$1 a day HIV/AIDS drug regimen
In the early 2000s, KEI’s founder, James Love, advocated to lower the price of HIV/AIDS drugs for patients in developing countries. Love convinced generic manufacturer Cipla to sell the standard 3-drug HIV/AIDS regimen for $1 per day, a breakthrough price that saved — and continues to save — millions of lives. Love’s work culminated in the creation of the Global Fund for HIV/AIDS, TB and Malaria and the President’s Emergency Plan For AIDS Relief (PEPFAR), two of the world’s largest providers of HIV/AIDS treatments.
In announcing the creation of PEPFAR, President George W. Bush said during his 2003 State of the Union Address that the $300 per year price for HIV/AIDS drugs placed “tremendous possibility within our grasp.”
Jamie Love’s critical role in the battle for access to antiretroviral treatment in Africa and other parts of the global south is portrayed in the 2013 award-winning documentary Fire in the Blood as well as in a profile published by The Guardian on January 26, 2016.
The Doha Declaration
The Wall Street Journal credited KEI (under its former name CPTech — the Consumer Project on Technology) as one of the “real drivers” behind the Doha Declaration on the TRIPS Agreement and Public Health in a November 16, 2001 editorial.
The Declaration, adopted by the 2001 World Trade Organization (WTO) Ministerial Conference, affirmed the flexibility of WTO members to take measures to safeguard public health and promote access to medicines, including the use of such measures as compulsory licensing and parallel importation.
The Medicines Patent Pool
KEI pioneered the creation of the Medicines Patent Pool.
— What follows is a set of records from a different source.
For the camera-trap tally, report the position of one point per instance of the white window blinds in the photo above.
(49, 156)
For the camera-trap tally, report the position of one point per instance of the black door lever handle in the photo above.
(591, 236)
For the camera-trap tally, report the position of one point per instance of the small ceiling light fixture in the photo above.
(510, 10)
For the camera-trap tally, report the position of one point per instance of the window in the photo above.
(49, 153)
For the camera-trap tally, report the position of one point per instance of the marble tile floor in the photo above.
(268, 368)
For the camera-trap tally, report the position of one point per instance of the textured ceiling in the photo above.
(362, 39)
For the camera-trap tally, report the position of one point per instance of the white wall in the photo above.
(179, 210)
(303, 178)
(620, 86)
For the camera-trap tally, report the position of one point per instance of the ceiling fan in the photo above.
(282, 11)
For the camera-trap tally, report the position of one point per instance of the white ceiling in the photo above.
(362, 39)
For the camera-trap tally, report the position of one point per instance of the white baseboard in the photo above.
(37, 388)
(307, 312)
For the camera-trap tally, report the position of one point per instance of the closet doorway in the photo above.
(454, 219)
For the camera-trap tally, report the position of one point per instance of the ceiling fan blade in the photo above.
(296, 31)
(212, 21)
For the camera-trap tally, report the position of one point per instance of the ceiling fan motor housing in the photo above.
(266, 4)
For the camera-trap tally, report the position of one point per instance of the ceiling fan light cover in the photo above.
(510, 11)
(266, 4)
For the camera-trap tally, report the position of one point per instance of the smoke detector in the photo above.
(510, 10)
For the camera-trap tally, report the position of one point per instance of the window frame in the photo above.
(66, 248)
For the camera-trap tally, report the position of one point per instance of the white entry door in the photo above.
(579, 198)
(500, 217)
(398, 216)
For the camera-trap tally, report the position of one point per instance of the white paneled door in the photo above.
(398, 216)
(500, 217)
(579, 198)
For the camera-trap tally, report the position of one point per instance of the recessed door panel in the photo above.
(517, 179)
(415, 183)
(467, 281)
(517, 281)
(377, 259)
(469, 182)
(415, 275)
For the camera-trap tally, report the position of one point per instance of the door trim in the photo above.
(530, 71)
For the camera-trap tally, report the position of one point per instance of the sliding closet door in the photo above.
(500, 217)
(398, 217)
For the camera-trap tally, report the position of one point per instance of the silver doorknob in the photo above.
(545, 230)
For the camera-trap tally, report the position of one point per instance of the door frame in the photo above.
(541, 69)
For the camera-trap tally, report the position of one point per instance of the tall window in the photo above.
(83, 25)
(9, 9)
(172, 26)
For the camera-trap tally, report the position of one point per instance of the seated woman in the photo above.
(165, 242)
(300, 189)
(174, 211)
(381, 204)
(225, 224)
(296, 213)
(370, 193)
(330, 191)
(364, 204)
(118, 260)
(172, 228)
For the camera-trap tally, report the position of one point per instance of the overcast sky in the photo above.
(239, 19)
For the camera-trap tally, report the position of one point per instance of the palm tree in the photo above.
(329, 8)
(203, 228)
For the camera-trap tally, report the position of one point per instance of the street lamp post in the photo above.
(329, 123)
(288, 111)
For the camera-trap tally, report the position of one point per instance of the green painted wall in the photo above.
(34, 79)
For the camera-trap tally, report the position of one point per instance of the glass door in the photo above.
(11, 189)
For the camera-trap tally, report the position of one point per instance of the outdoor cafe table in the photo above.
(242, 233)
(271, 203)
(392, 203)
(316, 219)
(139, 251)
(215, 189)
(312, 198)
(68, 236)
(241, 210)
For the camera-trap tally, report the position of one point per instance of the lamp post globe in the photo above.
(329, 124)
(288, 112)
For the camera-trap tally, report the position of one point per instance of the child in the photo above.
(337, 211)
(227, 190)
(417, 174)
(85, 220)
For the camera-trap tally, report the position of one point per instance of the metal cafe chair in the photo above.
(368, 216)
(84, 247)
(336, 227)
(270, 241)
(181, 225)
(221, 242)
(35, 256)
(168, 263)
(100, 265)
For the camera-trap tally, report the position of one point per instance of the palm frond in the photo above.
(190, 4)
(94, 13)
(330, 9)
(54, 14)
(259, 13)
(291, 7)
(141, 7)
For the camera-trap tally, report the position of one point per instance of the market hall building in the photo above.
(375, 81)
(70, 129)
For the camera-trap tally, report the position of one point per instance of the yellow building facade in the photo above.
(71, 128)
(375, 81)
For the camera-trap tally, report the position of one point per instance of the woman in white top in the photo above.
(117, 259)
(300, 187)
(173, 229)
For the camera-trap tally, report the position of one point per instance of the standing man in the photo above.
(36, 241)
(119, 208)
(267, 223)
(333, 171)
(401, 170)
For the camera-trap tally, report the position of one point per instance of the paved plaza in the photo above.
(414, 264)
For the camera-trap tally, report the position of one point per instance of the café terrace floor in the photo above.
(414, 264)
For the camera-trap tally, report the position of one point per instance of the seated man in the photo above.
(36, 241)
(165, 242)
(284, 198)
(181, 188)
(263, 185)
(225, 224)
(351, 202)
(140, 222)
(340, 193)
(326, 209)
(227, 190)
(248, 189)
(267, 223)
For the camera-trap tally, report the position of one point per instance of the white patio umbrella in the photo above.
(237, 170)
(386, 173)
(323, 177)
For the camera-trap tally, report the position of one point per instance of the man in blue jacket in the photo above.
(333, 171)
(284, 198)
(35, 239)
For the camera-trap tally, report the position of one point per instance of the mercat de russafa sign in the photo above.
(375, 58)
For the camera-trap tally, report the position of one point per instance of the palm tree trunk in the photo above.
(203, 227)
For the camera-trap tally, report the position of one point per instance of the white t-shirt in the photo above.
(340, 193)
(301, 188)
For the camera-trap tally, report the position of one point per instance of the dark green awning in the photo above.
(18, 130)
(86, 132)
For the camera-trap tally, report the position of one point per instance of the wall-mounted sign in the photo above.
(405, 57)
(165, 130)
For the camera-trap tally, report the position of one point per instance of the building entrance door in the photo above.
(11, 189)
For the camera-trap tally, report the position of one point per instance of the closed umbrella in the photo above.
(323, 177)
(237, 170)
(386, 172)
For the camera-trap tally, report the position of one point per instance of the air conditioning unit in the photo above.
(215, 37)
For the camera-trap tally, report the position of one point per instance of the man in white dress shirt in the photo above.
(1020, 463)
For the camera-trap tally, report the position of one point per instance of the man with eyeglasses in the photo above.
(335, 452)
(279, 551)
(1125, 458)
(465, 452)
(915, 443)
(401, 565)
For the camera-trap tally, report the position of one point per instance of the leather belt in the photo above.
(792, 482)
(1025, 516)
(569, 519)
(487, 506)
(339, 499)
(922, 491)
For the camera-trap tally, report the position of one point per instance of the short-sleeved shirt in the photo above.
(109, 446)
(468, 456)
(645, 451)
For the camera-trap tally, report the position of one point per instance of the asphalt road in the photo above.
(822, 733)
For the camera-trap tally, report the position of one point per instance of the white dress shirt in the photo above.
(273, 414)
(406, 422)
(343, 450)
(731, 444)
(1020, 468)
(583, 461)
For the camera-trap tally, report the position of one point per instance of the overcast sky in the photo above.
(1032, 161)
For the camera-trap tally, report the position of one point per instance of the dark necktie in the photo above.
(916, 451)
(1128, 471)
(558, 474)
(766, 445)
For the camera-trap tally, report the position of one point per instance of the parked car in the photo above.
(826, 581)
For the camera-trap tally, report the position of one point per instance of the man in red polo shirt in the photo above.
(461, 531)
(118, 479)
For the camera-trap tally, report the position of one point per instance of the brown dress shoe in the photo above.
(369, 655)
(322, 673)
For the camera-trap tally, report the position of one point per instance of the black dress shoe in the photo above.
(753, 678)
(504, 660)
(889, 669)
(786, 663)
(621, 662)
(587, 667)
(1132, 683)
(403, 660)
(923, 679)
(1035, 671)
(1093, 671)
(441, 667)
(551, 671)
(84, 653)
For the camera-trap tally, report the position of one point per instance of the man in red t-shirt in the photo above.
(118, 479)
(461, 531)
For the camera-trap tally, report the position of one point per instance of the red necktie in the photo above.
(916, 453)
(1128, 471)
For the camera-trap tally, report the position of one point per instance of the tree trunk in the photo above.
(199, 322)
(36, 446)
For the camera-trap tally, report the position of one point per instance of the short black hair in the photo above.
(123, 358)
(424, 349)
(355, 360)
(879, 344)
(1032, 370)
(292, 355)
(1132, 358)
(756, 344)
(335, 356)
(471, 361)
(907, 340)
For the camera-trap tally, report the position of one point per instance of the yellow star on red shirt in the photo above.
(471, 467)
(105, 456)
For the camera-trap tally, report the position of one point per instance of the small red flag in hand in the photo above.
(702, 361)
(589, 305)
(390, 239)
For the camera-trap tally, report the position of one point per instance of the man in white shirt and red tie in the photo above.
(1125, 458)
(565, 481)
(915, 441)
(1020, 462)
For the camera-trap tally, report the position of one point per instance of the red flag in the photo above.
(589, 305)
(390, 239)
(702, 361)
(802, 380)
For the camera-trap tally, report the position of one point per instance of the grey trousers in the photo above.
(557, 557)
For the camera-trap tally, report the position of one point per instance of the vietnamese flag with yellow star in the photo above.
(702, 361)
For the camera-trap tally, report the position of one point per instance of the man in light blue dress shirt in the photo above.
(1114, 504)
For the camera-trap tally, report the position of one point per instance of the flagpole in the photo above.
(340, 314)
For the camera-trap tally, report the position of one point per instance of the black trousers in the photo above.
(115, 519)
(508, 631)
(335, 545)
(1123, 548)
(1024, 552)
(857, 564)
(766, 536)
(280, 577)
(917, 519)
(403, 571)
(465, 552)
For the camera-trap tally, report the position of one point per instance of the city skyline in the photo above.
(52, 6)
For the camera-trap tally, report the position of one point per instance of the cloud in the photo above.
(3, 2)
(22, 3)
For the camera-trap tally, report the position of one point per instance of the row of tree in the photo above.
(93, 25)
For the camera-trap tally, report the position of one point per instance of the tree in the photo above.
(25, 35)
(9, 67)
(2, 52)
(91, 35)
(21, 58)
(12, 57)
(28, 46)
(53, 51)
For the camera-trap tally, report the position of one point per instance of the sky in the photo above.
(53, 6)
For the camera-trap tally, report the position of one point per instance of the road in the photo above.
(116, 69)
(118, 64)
The United Nations-backed public health organization was created in 2009 and works to increase access to HIV, viral hepatitis C, and tuberculosis treatments in low- and middle-income countries. It partners with industry, civil society, international organizations, patient groups, and other stakeholders to license needed medicines and pool intellectual property to encourage generic manufacturing and the development of new formulations.
The WIPO Marrakesh Treaty to Facilitate Access to Published Works for Persons Who Are Blind, Visually Impaired or Otherwise Print Disabled
In 2008, KEI envisioned, drafted, and proposed at the World Intellectual Property Organization (WIPO) a treaty requiring contracting parties to introduce a standard set of limitations and exceptions to copyright rules in order to permit reproduction, distribution and making available of published works in formats designed to be accessible to the blind, visually impaired, and otherwise print disabled, and to permit exchange of these works across borders by organizations that serve those beneficiaries. KEI worked with the World Blind Union to promote the treaty, which was concluded in 2013 and signed by 51 countries on its first day, a record for any copyright treaty.
KEI pioneered the widespread use of compulsory licenses, a legal tool that countries can use to break patents and authorize low-price generic alternatives when high prices or other factors limit access to pharmaceutical products. including promoting measures to improve the transparency of the pharmaceutical industry; ensure the availability of independent and reliable information about pharmaceutical products; improve generic competition policy; reform procurement policy; create better global norms on the collective management and licensing of patents and other intellectual property rights.
KEI is currently providing assistance to countries and advocates that are pursuing compulsory licenses. It works on cases in Colombia (with Gleevec, a chemotherapy treatment for leukemia), Romania (with medicines used in the treatment of Hepatitis C), and the United States (in particular with Xtandi, a treatment for metastatic castration-resistant prostate cancer). Recently, KEI was an expert witness in the first successful compulsory licensing case in India, on the chemotherapy drug Gleevec (imatinib).
In the UK, KEI, through the Coalition for Affordable T-DM1, a group that it created, launched a new initiative by submitting last October a letter to Jeremy Hunt, Health Secretary, requesting the government to authorise the manufacture or importation of generic versions of the prohibitive breast cancer treatment T-DM1, also known by its trade name Kadcyla. More than 1,500 women in the UK could be kept alive right now by this medication, which is too costly for general NHS use.
KEI received the 2006 MacArthur Award for Creative and Effective Institutions, for its work on advancing the public interest in intellectual property policy.
James Love received the 2013 Electronic Frontier Foundation (EFF) Pioneer Award, for his work on a UN treaty on copyright exceptions for persons who are blind or have other print disabilities (the Marrakesh Treaty above mentioned). He also received the 2007 Public Knowledge IP3 Award.
In 2015, Ralph and Claire Nader granted Manon Ress and James Love the Joe A. Callaway Award for Civic Courage on behalf of the Shafeek Nader Trust for the Community Interest.